L’IMPLACABILE – Paul Michael Glaser
2019. Una Los Angeles luciferina, devastata dal totalitarismo, un’enorme macchina che sfrutta la televisione come mezzo di controllo. L’antica Roma inscenava lo spettacolo dei gladiatori, la Los Angeles del futuro cambia location ma mantiene il medesimo impatto emotivo scagliando cacciatori e prede all’interno di un’arena.
Ben Richards (Arnold Schwarzenegger) ha l’unica colpa di non aver rispettato gli ordini e sparato ad una folla di persone, tradendo i dogmi militari della cieca obbedienza e passando dall’altra parte della barricata. La fuga dalla prigione ha vita breve, un errore e si ritrova in mezzo all’arena, vilipeso dallo stravagante showrunner ma pronto a stracciar via ogni avversario. Dando il via alla ribellione.
L’implacabile è un misto di action e fantascienza che tanto deve alla penna di Robert Sheckley, ancor prima del romanzo The running man di Stephen King (ai tempi firmatosi con lo pseudonimo Richard Bachman) da cui è tratto. Un marasma di botte che ben presto stracciano via la componente sci-fi per delineare il giusto ambiente d’azione dove far scorazzare il muscoloso Schwarzenegger.
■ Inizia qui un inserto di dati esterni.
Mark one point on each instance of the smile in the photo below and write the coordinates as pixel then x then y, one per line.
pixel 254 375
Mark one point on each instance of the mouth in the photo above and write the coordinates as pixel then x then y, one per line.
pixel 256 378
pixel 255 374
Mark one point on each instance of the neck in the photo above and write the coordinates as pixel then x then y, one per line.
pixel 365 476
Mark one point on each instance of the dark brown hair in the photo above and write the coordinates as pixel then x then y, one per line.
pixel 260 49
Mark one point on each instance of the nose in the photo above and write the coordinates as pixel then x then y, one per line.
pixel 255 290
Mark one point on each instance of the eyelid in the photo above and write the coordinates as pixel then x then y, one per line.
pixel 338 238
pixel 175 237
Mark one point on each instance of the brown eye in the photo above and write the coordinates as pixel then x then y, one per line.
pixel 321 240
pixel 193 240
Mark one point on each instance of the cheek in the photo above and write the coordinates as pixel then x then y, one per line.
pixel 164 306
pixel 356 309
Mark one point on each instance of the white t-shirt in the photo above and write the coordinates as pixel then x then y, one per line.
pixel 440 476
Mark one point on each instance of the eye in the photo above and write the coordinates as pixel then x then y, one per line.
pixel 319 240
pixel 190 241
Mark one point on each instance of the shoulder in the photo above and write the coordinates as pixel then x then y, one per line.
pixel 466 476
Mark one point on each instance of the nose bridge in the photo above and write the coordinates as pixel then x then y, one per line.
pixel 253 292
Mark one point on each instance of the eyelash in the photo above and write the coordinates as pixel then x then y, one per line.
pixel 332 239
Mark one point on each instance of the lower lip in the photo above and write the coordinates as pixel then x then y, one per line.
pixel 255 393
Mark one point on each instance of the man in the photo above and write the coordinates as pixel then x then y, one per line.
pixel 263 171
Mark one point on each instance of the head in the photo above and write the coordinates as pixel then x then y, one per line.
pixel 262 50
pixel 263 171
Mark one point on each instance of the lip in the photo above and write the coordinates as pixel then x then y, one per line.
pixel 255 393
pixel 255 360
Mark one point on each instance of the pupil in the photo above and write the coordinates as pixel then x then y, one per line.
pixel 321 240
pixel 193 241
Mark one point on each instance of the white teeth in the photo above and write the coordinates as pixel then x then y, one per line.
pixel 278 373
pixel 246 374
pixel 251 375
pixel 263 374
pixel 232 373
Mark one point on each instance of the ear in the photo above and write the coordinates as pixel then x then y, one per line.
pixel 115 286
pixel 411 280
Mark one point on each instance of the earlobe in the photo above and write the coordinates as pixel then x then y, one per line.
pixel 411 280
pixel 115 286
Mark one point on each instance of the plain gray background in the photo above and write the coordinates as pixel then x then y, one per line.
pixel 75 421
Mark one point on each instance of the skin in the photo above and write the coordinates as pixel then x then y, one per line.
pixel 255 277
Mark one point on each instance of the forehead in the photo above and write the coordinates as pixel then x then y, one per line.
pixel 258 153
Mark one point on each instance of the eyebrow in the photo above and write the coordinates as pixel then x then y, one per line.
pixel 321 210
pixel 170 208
Sembra una contraddizione in termini, ma l’aura di B-movie che aleggia viene sfruttata da Paul Michael Glaser in modo intelligente, costruendo un baraccone dove è difficile non divertirsi, tra molta ironia e colori che riempiono lo sfondo in modo da elettrizzare lo spettatore. Certo, se si va in cerca di un messaggio socio-politico meglio rivolgersi altrove, la sostanza è decisamente annacquata dalla forma-contenitore, così che anche la ribellione finale sembra quasi un raffazzonato modo di chiuedere la partita, evitando l’esasperazione del romanzo di King, sicuramente fuori budget. Quasi rivalutato.